LAS VEGAS — A short video of a child asking Alexa to have his grandma read the Wizard of Oz is generating more than its share of buzz after Amazon explained that the voice was actually a simulation.
To make it happen, Amazon “had to learn to produce a high-quality voice with less than a minute of recording versus hours of recording in a studio,” said Rohit Prasad, Alexa AI senior vice president and head scientist, during a keynote address Wednesday morning at the company’s re:MARS conference in Las Vegas.
Amazon isn’t saying when the capability could be released as an Alexa feature, or what types of precautions might accompany a rollout. AI-generated synthesized voices have raised concerns about the potential for abuse, possibly being misused to trick people into thinking others had said something they hadn’t.
A set of “Responsible AI” principles released this week by Microsoft outlines a series of safeguards against potential misuse of synthetic voices.

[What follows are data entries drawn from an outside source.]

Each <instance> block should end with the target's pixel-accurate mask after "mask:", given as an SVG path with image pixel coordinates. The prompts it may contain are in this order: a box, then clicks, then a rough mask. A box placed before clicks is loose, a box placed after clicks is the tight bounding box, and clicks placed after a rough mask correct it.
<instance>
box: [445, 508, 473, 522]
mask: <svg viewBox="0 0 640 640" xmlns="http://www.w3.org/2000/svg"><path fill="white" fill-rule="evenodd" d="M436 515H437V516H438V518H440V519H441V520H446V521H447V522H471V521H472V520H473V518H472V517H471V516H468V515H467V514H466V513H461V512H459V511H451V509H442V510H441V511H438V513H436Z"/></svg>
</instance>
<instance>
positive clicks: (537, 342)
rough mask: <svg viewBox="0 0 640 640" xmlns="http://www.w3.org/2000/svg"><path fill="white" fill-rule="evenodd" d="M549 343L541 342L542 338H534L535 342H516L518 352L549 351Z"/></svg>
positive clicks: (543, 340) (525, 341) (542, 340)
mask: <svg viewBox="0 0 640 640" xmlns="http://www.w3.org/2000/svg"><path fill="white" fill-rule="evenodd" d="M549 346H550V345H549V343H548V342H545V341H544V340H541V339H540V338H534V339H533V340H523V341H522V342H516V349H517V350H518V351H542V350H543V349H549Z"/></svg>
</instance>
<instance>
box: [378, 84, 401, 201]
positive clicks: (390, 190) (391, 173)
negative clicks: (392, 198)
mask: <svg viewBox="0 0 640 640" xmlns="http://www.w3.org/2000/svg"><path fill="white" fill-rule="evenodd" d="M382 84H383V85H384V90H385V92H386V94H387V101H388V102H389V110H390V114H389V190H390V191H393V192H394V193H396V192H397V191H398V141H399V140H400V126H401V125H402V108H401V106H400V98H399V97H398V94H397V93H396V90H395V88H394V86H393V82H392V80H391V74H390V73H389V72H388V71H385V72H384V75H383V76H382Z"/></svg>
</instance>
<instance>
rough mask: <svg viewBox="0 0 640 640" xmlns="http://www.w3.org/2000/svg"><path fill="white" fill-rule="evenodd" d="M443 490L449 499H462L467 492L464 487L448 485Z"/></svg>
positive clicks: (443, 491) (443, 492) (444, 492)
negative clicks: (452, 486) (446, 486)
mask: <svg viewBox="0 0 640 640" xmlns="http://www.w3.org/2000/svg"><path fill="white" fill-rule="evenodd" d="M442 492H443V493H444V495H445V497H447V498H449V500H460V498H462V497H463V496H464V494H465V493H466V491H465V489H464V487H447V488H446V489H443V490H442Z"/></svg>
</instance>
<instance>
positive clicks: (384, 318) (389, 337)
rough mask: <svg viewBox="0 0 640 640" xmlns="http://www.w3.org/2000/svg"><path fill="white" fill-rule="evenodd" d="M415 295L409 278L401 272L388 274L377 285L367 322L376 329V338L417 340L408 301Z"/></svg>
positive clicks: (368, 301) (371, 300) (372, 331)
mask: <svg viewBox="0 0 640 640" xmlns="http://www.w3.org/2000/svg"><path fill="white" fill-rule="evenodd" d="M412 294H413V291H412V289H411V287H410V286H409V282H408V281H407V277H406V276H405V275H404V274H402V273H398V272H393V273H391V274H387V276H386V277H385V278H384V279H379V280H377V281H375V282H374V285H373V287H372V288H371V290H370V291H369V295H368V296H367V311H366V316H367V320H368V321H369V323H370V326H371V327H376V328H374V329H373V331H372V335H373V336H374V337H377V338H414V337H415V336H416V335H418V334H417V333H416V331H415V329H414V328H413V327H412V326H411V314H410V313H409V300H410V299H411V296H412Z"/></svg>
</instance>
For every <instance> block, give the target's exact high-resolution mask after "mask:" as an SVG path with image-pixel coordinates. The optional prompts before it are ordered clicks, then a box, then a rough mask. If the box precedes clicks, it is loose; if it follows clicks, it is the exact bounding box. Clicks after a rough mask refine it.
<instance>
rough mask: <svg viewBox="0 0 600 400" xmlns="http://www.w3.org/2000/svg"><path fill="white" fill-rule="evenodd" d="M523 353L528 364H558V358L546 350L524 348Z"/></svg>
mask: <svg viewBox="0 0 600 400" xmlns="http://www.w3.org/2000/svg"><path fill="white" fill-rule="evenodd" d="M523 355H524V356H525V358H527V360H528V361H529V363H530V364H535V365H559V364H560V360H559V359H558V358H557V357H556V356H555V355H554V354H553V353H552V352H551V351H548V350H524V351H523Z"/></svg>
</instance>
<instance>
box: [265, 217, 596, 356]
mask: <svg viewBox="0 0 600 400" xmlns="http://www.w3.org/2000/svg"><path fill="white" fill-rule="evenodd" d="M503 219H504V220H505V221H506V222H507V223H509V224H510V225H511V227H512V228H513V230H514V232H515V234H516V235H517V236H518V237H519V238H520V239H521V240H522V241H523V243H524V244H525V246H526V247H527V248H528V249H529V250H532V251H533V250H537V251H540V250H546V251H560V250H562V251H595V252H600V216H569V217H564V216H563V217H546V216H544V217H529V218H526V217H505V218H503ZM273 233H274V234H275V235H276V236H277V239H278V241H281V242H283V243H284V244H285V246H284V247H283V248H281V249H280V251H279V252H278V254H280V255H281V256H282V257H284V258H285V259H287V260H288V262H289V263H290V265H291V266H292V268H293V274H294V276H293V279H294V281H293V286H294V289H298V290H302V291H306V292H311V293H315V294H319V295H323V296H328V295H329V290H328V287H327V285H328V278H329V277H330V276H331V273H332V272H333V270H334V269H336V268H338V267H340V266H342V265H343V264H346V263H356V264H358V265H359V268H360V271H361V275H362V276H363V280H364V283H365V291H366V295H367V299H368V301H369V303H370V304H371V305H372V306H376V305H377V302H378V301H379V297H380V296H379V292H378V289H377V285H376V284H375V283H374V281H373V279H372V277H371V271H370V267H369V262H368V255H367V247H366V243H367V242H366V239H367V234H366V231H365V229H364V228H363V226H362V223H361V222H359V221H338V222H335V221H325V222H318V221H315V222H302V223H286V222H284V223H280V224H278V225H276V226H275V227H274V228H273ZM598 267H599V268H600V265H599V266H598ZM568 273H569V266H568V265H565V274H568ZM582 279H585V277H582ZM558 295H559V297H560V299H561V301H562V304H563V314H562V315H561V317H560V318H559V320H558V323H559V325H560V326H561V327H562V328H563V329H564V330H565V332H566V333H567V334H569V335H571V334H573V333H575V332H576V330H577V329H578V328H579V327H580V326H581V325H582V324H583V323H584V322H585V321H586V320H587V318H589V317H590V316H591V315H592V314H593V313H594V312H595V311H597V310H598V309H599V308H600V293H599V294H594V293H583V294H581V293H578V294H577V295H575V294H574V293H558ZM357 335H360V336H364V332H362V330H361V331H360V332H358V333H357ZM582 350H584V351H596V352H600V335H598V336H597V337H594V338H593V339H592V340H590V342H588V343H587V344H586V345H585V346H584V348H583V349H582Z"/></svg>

Prasad hinted at the underlying technical approach used by Amazon for the capability, saying that the key was “framing the problem as a voice-conversion task, and not a speech-generation task.”
Introducing the demo, he described the technology as a way to preserve the memories of loved ones, saying it’s part of a growing recognition of the role that Alexa can serve as a companion.
“In this companionship role, human attributes of empathy and affect are key for building trust,” he said. “These attributes have become even more important in these times of the ongoing pandemic, when so many of us have lost someone we love. What AI can’t eliminate that pain of loss, it can definitely make their memories last.”
Prasad called it “one of the new capabilities we’re working on, which enables lasting personal relationships.”